All the considered approaches to correct for selection bias^1–4 require certain prerequisites in order to be applicable. McIntosh ¹ stresses the importance of knowing the maximum lead time for such comparisons. We base the method for estimating the maximum lead time in the neuroblastoma study on that of Etzioni and Self, ²² presented in detail in our previous study. ²⁰ Ascertainment periods that are too short lead to a bias, probably in favour of screening, and periods that are too long lead to a bias probably against screening for relative effect measures, and no bias (though confidence intervals may have been too small) for difference effect measures. ²² McIntosh also requires the study and control groups to be comparable in all (other) relevant aspects (the “exclusion restriction”). The assumption that both groups would have had the same outcome if screening had not been introduced for the study group underlies all methods presented here. In an RCT, this assumption is justified. In all other settings, corroborating evidence should be sought.

Kalager et al. ⁹ argue that it is also vital to account for self-selection when estimating overdiagnosis bias. The method for estimating overdiagnosis in the Neuroblastoma Screening trial was presented in our previous study, ²⁰ and the correction methods presented here can be applied.

Baker, ² who presented methods for the design and analysis of screening RCTs, noted the dependence of the correction factors on the two assumptions made to calculate them (ie. assuming that i) the participation in the control group and ii) the outcome in those in the control group, who would have been non-participants had screening been offered to them, would have been the same as observed in the intervention group), which are generally reasonable, but not or not always verifiable.

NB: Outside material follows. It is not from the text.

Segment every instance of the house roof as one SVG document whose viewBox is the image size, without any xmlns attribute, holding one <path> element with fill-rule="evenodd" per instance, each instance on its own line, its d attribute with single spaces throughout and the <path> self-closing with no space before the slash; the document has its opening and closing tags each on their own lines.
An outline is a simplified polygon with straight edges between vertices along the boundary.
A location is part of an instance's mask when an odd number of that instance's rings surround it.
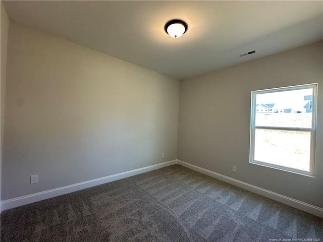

Duffy ³ adapted the Cuzick ⁷ method originally developed for RCT settings, where reliable estimates of of P_C and P_SNT (ie. for the comparison group and the non-participants) are available, to a post hoc setting. Rewriting the correction factor formula, it seems not so much to depend on P_C and P_SNT as such, but on the ratio P_SNT/P_C (named the “self selection bias parameter” by Duffy). Duffy stressed the importance of obtaining reliable estimates of P_C and P_SNT, and used values from published RCTs. However, we consider it important for the elements of the correction factors to be as directly derived from the data in question as possible. Among other things, the P_SNT/P_C ratio depends on the participation fraction, as a smaller non-participant group would probably be more different from the population average than a larger fraction. It cannot be entirely unproblematic to carry this ratio over from a different study, even if this other study is a well-designed and conducted RCT. Paap ²³ has shown that the P_SNT/P_C ratio can differ considerably in subgroups of a screening programme. In a post hoc evaluation, an estimate for P_SNT must be available, so it seems natural to use it. Researchers in a post hoc setting should attempt to obtain an estimate for P_C based on data directly related to the study data. If this key parameter cannot be estimated, then a correction is not possible. It may, however, still be possible to gain an insight into the magnitude of the bias by selecting a range of reasonable scenarios for P_C and estimating a range of correction factors based on these.

A controlled design, randomized or not, is preferable to an uncontrolled one as it permits estimation of the self-selection effect size and correction for this, using the respective appropriate correction factor. Post hoc studies require such an estimate just as much, but it is far more difficult to obtain.